Seven of the sixteen competing balloons landed on Russian soil, two came down in Estonia, another was grounded in Lithuania, and the eleventh landed 185 miles northeast of Helsingfors, Finland on Finnish territory.

Definitely identified as having landed in Russia were: [list]

The result of the race remained undecided.


Poland Wins the Cup for the Second Year in Succession Flight (a British publication) October 4, 1934


The first balloon to land was the Bratislava, of Czechoslovakia, which descended the same evening near Kybartai, in Lithuania, while two German balloons landed next morning in Estonia and the American Balloon Buffalo landed in Russia on Lake Chudskya, near Godoff.

Captain Hynek, with Lieutenant Pomaski, in the Polish balloon Kosciuszko landed in Finland, 807 miles from Warsaw, and was announced as the winner. Second place went to Polonia, also a Polish balloon, which landed at Savonlianna, Finland, 795 miles from Warsaw, while third place also went to a Polish balloon, the Warszawa. As reported last week, the Polonia ripped its envelope above a Finnish lake, into which it fell, the pilots having to swim for their lives.

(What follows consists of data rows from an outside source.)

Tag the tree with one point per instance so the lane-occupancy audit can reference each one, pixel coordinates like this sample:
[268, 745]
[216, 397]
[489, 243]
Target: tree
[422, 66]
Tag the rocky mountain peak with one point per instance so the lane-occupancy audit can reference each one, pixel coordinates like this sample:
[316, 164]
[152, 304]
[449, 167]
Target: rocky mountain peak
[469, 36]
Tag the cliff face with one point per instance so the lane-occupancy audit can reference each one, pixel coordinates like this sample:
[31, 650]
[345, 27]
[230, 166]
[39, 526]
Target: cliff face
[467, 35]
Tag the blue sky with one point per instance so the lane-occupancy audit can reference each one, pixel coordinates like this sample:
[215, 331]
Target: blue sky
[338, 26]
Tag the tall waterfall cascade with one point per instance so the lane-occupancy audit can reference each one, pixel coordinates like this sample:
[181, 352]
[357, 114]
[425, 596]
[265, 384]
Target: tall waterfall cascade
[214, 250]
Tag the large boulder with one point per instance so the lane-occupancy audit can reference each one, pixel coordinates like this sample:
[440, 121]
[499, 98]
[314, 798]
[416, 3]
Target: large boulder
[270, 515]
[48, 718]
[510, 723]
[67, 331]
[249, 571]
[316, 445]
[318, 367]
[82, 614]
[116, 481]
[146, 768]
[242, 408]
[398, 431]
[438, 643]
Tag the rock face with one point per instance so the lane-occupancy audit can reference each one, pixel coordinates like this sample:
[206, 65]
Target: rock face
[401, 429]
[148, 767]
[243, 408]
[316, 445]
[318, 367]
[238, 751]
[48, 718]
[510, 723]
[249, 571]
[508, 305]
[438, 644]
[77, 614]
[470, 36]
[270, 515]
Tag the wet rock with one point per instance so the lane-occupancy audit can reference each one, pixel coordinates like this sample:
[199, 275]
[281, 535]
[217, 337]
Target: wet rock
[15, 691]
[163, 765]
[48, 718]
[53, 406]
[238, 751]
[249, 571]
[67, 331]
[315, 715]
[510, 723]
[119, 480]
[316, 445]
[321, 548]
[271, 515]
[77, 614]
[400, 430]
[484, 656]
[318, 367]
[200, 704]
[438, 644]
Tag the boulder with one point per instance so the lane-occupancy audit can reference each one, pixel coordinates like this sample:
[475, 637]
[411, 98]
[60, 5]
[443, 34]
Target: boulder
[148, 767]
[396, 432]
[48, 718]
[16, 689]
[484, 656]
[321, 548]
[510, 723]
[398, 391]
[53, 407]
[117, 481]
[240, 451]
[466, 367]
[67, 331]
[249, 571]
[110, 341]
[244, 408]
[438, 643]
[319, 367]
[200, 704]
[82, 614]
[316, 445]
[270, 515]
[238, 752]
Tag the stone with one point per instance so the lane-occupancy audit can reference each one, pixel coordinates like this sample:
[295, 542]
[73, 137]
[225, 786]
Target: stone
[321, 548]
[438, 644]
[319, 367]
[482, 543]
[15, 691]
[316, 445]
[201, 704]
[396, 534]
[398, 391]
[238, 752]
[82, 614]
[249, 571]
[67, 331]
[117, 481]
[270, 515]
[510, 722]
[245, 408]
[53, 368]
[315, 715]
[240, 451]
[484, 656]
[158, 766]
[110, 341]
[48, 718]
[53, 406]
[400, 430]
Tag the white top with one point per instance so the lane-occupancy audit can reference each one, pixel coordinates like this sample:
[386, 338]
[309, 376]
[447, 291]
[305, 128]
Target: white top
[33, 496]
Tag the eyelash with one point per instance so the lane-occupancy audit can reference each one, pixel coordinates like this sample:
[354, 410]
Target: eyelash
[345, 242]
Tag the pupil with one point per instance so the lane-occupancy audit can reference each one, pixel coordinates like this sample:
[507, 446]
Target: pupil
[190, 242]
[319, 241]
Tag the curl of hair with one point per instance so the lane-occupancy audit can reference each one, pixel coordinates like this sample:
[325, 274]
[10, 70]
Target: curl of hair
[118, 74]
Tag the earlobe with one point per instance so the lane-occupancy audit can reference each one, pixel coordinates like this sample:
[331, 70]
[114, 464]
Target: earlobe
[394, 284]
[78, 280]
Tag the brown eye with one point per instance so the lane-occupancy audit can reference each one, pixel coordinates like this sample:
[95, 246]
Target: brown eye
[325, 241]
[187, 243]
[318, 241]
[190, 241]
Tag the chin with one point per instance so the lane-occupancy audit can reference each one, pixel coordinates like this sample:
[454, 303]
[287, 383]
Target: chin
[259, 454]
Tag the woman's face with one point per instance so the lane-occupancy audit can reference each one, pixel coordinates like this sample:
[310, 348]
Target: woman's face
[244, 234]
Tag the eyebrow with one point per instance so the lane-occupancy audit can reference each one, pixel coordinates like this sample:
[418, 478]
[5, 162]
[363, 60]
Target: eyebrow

The Belgian balloon, Belgica, was placed fourth, and the second Belgian entry, Bruxelles, landed at Witebsk, in Russia.


It may be of interest to note that the Polish balloons employed a new method of impregnating the fabric of the envelope which has been introduced by Polish manufacturers.


[This is the first use of (UP). Up to now, it was the Associated Press (AP), founded to deal with situations like this.]



[NYHT Tuesday, October 2, 1934

On July 28, 1934 a huge stratospheric balloon rose to a height of 60,613 feet and landed with its three occupants, Major William E.Kepner, Captain A.W. Stevens, and Captain O.A. Andersen, United States Army Corps, in a Nebraska cornfield. It was the largest balloon built at that time, with a capacity of 111,100 cubic yards.]